ただ生き返らせるだけじゃつまらないから、折角だし他の国に移動したよ。そして物心着く頃、彼の前に姿を現した。成長していく過程を見るのも飽きなかったよ。僕を目の前にした反応は何一つ変わらなかった。また楽しい鬼ごっこの再開…と思ったら、また死んだのさ。今度は顔が丸焦げて宙吊りになってたよ。そして右手にはしわくちゃになった遺書。仕方ないからまた生き返らせたけど、まーた死んでさ。全部遺書を持っての、見るに堪えないような自殺。


その次も、そのまた次も……




彼はずっと、遺書を書いては自殺した。



ほら、この手紙の束を見てごらん。これぜーんぶが、彼からの遺書もどきのラヴレターなんだぜ。こんだけ思われてる僕って凄いと思わない?






「……おや、顔色が悪いよ?」


どうやらちゃんと僕の話を聞いていたようだ。興味も持ってくれたようで感心感心。長時間口を動かした甲斐があったってもんだ。
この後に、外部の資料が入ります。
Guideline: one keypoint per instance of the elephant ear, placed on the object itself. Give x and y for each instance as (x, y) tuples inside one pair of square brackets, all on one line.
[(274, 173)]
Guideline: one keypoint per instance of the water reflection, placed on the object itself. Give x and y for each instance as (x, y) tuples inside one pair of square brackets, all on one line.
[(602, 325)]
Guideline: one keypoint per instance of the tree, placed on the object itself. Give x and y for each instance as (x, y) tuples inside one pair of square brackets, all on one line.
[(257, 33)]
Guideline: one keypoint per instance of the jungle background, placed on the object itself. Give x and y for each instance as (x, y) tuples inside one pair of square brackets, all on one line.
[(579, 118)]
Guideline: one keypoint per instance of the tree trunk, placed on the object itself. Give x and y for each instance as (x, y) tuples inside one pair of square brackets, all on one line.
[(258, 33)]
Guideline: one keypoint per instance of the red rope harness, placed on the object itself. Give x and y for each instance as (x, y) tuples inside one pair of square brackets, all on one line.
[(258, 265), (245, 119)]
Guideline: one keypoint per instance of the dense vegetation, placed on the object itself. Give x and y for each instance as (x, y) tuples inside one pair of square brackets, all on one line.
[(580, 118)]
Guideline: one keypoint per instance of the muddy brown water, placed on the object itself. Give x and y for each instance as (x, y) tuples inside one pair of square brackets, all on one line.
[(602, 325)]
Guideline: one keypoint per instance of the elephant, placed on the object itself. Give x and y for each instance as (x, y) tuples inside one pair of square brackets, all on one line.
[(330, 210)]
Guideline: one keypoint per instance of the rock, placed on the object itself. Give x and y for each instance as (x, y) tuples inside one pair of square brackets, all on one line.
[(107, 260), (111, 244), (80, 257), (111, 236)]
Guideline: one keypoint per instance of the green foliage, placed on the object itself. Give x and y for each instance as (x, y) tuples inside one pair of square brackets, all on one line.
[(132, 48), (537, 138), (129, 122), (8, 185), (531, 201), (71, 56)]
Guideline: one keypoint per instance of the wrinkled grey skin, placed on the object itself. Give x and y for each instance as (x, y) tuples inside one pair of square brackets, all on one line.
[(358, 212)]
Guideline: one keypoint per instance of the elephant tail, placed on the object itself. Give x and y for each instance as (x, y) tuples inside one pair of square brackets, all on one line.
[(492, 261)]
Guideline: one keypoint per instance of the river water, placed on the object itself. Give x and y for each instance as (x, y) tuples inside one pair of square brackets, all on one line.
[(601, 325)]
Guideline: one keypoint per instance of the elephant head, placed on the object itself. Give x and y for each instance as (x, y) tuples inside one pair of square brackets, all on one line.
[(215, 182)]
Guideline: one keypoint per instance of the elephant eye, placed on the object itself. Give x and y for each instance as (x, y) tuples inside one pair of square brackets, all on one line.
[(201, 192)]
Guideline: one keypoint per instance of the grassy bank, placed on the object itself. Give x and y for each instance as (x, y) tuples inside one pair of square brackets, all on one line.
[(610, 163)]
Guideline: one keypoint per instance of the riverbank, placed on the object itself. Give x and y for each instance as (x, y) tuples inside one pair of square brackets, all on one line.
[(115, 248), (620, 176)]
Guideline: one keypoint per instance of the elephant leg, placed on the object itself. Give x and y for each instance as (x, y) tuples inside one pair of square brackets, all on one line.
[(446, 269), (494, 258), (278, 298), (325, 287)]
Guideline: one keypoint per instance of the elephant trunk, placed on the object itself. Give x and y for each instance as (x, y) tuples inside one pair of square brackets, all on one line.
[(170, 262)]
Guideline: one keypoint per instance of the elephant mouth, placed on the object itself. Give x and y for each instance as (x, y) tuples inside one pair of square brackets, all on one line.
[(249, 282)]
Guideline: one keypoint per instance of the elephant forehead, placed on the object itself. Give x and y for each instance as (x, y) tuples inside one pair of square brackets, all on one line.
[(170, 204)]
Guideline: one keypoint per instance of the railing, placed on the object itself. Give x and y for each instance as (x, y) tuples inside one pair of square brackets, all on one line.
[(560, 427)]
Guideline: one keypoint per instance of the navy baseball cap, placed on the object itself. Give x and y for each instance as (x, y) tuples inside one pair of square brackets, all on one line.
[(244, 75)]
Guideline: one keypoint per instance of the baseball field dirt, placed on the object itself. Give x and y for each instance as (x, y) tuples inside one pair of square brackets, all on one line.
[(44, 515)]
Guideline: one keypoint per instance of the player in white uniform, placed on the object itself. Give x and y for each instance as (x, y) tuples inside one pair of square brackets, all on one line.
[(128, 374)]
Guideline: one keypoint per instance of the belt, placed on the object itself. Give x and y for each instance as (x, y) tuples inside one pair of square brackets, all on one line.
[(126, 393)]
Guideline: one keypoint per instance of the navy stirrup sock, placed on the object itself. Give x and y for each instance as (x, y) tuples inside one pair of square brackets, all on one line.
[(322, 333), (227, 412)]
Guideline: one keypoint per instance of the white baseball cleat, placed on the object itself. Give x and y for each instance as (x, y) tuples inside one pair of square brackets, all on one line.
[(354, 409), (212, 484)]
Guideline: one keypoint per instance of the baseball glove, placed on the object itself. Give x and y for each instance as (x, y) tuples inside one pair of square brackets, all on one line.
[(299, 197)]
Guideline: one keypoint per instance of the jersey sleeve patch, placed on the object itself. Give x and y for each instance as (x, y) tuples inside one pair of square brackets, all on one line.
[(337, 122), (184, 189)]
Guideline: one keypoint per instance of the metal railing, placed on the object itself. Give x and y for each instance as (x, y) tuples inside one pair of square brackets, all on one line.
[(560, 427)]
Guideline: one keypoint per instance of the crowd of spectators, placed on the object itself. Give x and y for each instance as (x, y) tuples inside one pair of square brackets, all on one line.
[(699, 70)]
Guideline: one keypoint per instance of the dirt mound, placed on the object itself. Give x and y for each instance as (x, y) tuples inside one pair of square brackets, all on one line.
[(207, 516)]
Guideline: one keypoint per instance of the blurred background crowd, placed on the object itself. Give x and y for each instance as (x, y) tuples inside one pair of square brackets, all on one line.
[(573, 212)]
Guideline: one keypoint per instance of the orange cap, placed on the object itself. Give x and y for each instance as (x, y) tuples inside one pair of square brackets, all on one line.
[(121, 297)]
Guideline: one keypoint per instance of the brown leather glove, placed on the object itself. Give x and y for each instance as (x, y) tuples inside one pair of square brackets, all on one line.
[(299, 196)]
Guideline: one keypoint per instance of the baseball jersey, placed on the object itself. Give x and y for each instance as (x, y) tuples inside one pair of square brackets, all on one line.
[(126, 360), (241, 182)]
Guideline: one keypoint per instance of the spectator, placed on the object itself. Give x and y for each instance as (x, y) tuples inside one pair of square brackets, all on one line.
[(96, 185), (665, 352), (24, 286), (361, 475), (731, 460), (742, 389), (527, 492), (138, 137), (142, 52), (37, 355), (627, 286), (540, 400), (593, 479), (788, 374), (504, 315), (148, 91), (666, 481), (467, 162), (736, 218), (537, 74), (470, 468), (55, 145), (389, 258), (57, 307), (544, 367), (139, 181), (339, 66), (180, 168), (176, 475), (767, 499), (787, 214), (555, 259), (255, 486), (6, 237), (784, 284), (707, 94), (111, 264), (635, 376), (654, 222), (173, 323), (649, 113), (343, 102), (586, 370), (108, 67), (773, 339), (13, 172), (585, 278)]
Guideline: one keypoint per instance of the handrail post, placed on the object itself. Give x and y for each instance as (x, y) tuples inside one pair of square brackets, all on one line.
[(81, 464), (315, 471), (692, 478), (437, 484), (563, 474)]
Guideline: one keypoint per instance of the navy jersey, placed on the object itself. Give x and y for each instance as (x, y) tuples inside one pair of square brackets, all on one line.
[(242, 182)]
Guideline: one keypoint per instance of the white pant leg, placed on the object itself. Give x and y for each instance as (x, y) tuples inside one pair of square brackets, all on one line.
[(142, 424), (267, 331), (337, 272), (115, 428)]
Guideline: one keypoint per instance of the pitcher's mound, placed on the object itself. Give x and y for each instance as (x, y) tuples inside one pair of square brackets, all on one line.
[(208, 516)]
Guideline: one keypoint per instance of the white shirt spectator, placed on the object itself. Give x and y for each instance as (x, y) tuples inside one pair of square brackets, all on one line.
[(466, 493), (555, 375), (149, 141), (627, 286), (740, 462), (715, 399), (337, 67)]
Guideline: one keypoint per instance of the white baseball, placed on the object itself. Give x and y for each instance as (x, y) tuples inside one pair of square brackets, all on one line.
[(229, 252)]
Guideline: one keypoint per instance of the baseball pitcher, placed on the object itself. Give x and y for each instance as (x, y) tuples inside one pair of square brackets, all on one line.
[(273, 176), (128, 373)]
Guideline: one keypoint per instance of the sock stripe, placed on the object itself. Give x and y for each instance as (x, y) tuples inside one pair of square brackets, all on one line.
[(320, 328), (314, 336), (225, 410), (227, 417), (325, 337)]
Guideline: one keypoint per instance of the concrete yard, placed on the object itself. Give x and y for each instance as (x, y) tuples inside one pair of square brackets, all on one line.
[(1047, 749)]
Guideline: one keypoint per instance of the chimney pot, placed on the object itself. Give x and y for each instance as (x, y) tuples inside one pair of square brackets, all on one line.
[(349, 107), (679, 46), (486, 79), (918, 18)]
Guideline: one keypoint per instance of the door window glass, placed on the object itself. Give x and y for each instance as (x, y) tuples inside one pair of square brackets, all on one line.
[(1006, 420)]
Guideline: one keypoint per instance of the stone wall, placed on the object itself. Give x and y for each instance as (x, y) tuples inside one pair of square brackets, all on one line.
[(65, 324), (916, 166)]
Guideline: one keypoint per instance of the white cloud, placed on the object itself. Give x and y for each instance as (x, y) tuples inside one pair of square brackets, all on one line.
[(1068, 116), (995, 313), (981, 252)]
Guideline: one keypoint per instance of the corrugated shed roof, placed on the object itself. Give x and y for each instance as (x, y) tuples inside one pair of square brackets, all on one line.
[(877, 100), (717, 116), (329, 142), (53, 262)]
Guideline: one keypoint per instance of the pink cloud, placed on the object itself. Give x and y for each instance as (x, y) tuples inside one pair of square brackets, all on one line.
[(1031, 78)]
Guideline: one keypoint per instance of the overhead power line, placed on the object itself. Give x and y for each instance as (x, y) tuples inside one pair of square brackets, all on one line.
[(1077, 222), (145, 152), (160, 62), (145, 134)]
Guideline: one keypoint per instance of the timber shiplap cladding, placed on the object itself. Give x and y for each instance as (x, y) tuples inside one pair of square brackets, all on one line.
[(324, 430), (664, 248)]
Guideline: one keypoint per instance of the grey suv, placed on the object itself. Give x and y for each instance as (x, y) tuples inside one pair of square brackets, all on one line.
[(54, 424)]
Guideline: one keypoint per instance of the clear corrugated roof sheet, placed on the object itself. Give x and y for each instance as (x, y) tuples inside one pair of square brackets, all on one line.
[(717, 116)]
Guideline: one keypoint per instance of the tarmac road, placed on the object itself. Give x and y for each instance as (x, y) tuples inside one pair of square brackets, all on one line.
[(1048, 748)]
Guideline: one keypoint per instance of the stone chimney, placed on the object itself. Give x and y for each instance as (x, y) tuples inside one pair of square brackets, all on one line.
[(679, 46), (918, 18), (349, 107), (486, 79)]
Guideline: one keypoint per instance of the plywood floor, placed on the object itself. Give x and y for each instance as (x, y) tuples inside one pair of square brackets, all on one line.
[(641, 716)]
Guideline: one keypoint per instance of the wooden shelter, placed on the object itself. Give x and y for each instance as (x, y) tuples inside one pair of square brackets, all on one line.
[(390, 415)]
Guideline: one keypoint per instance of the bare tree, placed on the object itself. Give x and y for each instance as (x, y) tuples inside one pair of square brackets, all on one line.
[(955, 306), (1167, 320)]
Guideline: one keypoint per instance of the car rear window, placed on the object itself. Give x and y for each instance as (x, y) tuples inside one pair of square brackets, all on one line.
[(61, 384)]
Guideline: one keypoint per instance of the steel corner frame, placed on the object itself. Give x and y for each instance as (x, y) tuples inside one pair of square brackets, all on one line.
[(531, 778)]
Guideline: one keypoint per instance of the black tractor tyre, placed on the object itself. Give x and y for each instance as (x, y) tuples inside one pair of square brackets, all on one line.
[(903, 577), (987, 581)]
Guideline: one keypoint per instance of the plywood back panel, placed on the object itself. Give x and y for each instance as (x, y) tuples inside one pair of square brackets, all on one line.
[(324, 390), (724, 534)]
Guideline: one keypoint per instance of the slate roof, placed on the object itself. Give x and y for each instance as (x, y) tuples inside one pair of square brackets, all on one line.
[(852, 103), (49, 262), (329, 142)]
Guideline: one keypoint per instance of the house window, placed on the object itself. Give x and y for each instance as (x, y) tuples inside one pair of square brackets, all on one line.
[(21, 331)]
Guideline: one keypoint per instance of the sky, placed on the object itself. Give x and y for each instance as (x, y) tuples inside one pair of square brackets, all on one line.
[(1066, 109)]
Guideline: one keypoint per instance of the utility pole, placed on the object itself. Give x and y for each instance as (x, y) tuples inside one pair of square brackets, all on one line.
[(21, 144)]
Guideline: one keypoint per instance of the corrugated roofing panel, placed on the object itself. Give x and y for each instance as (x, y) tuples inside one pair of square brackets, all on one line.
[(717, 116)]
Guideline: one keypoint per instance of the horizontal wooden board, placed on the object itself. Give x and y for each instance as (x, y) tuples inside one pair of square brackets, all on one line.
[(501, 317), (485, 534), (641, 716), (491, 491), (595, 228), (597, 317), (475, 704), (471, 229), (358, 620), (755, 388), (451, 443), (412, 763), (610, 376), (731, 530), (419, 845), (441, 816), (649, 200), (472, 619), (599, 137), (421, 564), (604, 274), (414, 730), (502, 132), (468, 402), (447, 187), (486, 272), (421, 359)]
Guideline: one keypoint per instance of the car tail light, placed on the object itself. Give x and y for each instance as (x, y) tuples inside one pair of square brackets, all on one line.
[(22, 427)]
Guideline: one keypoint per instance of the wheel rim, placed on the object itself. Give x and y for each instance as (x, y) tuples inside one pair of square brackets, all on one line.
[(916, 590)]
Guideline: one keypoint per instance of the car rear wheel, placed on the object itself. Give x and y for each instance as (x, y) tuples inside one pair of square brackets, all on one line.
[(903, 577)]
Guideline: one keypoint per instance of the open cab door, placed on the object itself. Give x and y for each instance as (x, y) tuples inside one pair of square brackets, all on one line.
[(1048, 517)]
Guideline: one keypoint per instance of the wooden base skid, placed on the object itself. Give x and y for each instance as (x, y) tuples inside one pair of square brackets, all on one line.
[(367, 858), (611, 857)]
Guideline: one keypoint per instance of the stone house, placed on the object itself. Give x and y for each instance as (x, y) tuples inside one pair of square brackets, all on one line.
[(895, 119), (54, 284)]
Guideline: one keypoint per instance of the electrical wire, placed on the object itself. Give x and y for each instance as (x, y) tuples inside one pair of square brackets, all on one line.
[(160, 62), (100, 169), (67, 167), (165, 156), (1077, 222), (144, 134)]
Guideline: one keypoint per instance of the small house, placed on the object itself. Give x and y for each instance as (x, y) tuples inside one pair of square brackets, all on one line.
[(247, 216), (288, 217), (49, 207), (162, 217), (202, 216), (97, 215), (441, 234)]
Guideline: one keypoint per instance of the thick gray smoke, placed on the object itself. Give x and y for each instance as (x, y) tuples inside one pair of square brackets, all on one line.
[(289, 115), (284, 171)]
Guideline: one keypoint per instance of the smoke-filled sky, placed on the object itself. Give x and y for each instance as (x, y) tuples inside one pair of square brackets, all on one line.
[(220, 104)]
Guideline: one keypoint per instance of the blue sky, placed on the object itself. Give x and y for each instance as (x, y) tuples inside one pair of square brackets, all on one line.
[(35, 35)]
「実はこの話をするのは『名前』、君が初めてでね。で、どうだった?面白かっただろ」
「……これ、意味が分かると怖い話ってやつだろ」
「ああ、最近流行りのやつかい?ん、もう古いのかな……ま、どっちでもいいか」




で。君は一体何に気がついたのかな?
そして出来れば、君の胸ポケットに入れてある「手紙」を僕に渡して欲しいな。





君からのラヴレターを、一回くらい直接手渡しで受け取りたいんだよ。